De plus, de nombreux administrateurs locaux auraient abandonné leur poste, ce qui pourrait compliquer la distribution de l’aide dans les zones reculées, souligne Assefa Mulugeta, qui coordonne l’action gouvernementale dans la région d’Alamata. « Le gouvernement a besoin d’aide, c’est évident, dit-il, car la demande est très forte. »
« Ils vivent maintenant avec l’aide de Dieu »
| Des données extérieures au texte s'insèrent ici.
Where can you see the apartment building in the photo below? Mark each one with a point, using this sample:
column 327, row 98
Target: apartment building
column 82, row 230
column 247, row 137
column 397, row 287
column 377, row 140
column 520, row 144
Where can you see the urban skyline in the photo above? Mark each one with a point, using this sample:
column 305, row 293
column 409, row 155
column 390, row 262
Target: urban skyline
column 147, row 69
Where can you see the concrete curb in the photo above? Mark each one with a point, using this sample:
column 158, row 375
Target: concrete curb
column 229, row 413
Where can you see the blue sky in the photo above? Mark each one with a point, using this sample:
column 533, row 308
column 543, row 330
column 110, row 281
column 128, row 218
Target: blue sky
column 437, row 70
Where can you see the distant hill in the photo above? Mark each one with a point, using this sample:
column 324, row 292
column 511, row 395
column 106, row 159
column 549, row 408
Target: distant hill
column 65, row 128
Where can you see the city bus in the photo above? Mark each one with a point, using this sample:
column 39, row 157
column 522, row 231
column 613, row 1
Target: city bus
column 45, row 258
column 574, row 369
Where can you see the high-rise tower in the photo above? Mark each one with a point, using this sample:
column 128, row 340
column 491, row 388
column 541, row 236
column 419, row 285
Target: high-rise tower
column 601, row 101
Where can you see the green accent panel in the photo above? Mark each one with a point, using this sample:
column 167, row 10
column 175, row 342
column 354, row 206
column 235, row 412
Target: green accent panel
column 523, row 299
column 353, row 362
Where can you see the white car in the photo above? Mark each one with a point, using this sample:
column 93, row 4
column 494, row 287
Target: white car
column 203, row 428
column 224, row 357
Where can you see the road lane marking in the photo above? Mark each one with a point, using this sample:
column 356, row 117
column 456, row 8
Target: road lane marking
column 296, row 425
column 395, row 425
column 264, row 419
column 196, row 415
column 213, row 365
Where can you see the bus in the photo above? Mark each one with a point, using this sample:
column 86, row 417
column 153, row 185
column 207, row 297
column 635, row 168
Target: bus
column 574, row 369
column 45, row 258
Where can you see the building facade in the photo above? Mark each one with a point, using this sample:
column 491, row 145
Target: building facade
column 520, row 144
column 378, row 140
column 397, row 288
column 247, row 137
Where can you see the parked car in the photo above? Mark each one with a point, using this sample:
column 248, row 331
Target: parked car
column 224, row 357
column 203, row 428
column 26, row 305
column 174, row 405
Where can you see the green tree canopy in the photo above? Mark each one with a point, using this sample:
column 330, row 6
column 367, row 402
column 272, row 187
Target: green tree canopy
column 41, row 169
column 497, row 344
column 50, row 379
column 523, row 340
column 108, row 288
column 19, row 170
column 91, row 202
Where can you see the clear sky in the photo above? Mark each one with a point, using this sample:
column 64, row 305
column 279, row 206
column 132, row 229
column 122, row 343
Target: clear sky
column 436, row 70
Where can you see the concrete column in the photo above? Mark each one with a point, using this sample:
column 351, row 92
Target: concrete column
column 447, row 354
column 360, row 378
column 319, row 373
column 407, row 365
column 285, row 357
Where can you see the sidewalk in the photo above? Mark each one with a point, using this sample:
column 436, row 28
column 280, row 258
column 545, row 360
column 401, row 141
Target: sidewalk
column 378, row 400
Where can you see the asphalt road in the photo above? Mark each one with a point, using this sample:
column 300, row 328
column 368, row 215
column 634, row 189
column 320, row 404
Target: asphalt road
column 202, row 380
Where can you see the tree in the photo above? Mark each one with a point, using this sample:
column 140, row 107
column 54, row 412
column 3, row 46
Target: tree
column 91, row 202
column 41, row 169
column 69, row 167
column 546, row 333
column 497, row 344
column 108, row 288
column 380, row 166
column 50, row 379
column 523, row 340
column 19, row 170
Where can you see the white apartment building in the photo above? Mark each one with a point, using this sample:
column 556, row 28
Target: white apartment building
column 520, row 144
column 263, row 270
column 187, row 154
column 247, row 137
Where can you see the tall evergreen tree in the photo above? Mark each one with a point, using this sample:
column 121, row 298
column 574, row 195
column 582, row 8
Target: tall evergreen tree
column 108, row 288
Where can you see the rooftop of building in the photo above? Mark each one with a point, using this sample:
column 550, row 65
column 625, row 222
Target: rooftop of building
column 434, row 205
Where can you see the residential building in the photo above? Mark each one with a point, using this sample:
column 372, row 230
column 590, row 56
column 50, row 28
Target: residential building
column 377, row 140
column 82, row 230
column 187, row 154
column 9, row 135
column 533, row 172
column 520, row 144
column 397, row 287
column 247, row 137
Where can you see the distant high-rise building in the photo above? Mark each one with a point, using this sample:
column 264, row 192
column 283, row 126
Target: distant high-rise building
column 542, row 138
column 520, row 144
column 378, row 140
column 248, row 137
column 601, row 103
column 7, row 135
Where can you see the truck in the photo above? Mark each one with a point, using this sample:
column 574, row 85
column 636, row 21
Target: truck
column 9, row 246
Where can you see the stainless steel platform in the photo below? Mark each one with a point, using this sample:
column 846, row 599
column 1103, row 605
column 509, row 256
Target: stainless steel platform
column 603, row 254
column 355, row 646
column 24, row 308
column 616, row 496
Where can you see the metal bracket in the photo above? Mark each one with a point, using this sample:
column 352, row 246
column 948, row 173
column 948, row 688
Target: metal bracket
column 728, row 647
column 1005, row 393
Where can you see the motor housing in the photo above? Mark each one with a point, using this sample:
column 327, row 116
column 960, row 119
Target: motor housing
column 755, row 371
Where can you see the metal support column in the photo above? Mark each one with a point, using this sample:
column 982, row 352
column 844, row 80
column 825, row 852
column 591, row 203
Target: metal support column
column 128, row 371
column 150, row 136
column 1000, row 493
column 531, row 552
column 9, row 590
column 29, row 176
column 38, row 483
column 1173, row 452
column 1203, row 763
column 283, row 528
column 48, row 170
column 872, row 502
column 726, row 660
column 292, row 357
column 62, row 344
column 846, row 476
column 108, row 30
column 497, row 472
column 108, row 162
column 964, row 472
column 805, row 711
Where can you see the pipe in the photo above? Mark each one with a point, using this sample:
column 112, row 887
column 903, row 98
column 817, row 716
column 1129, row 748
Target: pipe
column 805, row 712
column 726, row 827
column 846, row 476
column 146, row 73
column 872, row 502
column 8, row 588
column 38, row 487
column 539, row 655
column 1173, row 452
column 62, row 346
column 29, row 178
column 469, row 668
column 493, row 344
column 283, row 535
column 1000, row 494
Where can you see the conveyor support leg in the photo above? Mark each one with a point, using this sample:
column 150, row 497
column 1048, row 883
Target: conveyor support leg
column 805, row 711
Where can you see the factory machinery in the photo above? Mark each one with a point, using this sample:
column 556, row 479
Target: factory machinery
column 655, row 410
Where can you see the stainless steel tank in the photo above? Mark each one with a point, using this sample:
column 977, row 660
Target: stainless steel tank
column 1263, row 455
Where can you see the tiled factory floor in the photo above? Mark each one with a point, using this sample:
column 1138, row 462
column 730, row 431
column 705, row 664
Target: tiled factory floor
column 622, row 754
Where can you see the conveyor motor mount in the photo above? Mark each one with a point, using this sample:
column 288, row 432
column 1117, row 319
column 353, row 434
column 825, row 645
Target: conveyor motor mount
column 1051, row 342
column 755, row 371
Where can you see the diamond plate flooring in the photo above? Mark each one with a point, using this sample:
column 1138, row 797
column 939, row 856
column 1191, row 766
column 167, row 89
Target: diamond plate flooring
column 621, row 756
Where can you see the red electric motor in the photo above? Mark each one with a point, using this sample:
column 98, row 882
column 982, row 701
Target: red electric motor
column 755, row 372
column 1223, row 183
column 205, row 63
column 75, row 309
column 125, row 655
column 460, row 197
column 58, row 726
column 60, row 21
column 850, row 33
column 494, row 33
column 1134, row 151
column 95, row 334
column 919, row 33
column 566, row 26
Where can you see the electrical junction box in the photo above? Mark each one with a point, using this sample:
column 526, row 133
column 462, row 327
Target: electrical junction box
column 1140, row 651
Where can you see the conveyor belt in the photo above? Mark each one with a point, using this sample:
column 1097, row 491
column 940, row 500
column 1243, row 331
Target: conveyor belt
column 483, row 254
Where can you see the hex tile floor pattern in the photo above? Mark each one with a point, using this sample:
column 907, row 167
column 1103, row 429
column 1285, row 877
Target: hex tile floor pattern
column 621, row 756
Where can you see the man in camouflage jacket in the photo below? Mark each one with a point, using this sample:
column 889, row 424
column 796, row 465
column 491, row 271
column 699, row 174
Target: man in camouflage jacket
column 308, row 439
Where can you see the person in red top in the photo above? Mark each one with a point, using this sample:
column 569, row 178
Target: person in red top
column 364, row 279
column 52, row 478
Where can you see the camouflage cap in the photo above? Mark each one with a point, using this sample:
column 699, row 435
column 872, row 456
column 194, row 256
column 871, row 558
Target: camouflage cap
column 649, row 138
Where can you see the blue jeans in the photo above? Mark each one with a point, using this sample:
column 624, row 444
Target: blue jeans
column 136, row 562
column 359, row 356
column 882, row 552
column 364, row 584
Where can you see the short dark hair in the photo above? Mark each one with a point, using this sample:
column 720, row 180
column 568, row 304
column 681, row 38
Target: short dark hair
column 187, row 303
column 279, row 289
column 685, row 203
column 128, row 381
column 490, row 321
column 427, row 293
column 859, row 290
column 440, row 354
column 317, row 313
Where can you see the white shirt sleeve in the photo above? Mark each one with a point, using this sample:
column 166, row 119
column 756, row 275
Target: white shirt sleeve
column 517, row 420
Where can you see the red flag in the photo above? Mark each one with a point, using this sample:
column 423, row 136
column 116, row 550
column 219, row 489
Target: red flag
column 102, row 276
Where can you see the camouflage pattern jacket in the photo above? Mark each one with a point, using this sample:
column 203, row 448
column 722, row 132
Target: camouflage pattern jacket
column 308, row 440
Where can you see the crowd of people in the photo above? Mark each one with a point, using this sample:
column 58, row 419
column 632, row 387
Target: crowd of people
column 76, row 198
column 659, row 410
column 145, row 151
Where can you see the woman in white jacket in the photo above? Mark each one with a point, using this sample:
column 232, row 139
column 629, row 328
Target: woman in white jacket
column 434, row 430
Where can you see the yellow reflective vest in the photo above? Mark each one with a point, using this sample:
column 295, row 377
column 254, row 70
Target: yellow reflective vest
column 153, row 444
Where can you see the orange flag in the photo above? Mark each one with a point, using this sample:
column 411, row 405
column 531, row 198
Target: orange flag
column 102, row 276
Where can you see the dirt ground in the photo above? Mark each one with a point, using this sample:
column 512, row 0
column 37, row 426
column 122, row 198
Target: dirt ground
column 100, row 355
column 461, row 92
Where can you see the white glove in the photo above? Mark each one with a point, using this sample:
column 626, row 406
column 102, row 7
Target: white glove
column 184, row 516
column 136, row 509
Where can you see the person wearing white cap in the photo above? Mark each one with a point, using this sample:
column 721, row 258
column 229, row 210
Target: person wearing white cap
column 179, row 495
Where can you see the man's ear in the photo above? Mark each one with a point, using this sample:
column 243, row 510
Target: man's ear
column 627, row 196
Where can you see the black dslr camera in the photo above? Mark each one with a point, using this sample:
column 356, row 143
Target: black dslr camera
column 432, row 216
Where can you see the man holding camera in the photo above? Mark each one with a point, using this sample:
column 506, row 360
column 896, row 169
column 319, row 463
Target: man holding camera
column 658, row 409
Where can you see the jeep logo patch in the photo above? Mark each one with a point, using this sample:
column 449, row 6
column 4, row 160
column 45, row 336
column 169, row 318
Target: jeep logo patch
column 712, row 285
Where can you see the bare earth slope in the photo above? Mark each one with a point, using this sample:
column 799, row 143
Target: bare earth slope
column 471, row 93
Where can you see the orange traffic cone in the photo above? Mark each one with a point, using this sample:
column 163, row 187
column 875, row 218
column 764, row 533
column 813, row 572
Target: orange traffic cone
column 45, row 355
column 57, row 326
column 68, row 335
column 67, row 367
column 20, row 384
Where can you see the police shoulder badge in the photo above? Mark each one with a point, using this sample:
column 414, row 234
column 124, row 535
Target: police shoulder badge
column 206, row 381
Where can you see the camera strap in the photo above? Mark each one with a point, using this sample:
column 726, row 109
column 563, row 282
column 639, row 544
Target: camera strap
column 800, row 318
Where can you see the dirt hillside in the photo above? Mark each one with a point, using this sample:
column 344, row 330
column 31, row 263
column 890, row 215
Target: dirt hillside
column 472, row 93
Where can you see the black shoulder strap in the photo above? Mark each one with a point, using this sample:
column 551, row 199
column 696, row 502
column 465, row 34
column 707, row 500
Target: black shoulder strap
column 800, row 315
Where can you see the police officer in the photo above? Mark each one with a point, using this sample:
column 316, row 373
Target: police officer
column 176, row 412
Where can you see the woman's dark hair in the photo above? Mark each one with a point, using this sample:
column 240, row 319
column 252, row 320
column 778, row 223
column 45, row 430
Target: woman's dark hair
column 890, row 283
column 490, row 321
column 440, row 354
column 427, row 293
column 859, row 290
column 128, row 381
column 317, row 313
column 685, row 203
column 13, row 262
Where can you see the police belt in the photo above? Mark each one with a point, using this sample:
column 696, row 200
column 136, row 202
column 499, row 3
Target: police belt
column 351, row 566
L’aide internationale commence à arriver au Tigré. Une cargaison du Comité international de la Croix-Rouge (CICR) contenant des médicaments et des équipements – la première venant d’une organisation internationale – a notamment atteint samedi la capitale régionale Mekele.
Mais à travers le sud du Tigré, les habitants disent que l’aide déjà reçue est loin d’être suffisante. « Les gens n’ont rien à manger ou à boire (…) même les gens aisés », témoigne Asene Hailu, qui habite Mehoni, au sud de la capitale régionale Mekele.
En plus du manque d’eau, d’électricité et de médicaments pendant des semaines, les banques sont restées fermées, empêchant ceux qui en avaient les moyens de retirer de l’argent, alors que le conflit faisait grimper les prix des denrées, note de son côté un habitant de la ville de Korem.
Et les plus pauvres, explique cet homme qui travaille dans le bâtiment et souhaite rester anonyme par peur de représailles du gouvernement, « mangeaient ce qu’ils avaient en stock, et c’est presque terminé. Ils vivent maintenant avec l’aide de Dieu ».